Dans les espaces des collections permanentes, en complément de l'exposition, une autre sculpture de Rebecca Warren, Marie g, 2023, bronze peint à la main sur support et socle en MDF
Pour Rebecca Warren, cette œuvre « ...est à la recherche d'une humeur humaine qui subsiste même lorsque les traits sont poussés dans une abstraction étrange [...] Marie g affiche un certain équilibre qui découle de la vulnérabilité féminine et d'une force tranquille. »
Près de cette statue, et pour colorer un peu ce billet des tableaux du commissaire de l'exposition Josephsohn, Albert Oehlen.

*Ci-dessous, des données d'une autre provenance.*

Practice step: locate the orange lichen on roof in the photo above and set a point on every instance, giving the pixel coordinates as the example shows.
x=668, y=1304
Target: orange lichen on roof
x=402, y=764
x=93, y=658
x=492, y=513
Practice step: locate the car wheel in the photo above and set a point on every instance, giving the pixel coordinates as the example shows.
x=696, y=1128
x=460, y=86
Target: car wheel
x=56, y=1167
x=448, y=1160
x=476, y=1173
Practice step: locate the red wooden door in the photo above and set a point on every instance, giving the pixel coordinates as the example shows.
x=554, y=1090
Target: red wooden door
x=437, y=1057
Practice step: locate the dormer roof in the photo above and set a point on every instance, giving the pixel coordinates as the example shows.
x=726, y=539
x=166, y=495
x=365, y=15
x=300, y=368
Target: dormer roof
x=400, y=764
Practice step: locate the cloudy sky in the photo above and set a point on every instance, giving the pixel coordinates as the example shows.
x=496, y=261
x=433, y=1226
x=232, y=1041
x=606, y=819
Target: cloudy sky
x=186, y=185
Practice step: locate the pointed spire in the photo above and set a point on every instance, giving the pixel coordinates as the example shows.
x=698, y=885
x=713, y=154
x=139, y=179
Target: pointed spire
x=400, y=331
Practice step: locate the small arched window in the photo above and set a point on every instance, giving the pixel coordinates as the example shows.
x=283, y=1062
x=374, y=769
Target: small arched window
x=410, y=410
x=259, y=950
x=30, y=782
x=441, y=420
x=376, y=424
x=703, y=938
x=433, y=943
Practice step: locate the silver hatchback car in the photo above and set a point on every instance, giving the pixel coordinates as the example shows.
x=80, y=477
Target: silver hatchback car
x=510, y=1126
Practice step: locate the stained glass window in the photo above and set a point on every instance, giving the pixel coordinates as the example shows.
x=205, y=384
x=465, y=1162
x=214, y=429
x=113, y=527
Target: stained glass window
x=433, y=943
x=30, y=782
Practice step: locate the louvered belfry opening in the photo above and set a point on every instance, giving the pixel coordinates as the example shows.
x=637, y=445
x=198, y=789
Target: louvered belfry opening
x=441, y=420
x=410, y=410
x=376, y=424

FM 1, 2008, huile sur toile
Albert Oehlen, né en 1954 à Krefeld en Allemagne, est considéré comme l'un des plus grands peintres de sa génération. Depuis les années 1980, il s'illustre par une remise en question permanente de la peinture. Élève de Sigmar Polke (1941-2010), proche de Martin Kippenberger (1953-1997) et de Jörg Immendorff (1945-2007), il joue des effets chromatiques et de l'hétérogénéité stylistique, au-delà des clivages entre abstraction et figuration. Inspiré par l'expressionnisme abstrait américain, il aborde le support pictural comme un champ de bataille, où la peinture gestuelle - appliquée directement avec les doigts ou à la bombe - se confronte à des fragments de photographies, d'affiches publicitaires, ou encore à des motifs digitaux. En référence à la peinture abstraite expressionniste des années 50-60, les premières peintures au doigt des Finger Malerei intitulées FM apparaissent en 2008. Abandonnant le pinceau pour peindre à mains nues sur la toile, l'artiste joue du décalage pour entamer une nouvelle recherche sur le geste.
Sans titre, 1993, huile sur toile
Sans titre, 1989, huile sur toile
À partir de 1989 débute une approche abstraite chez Albert Oehlen, succédant à une peinture plus figurative qu'il intitulait parfois « tableaux abstraits », jouant de l'ambiguïté. Toutefois, les éléments figuratifs comme le pied ici ou l'œil situé sur le bord inférieur du tableau suivant (Sans titre, 1989) n'aboutissent à aucun récit. Ils agissent plutôt comme des éléments perturbateurs et contredisent l'association stylistique entre abstraction géométrique et abstraction lyrique, et confèrent à l'œuvre un étrange impact visuel.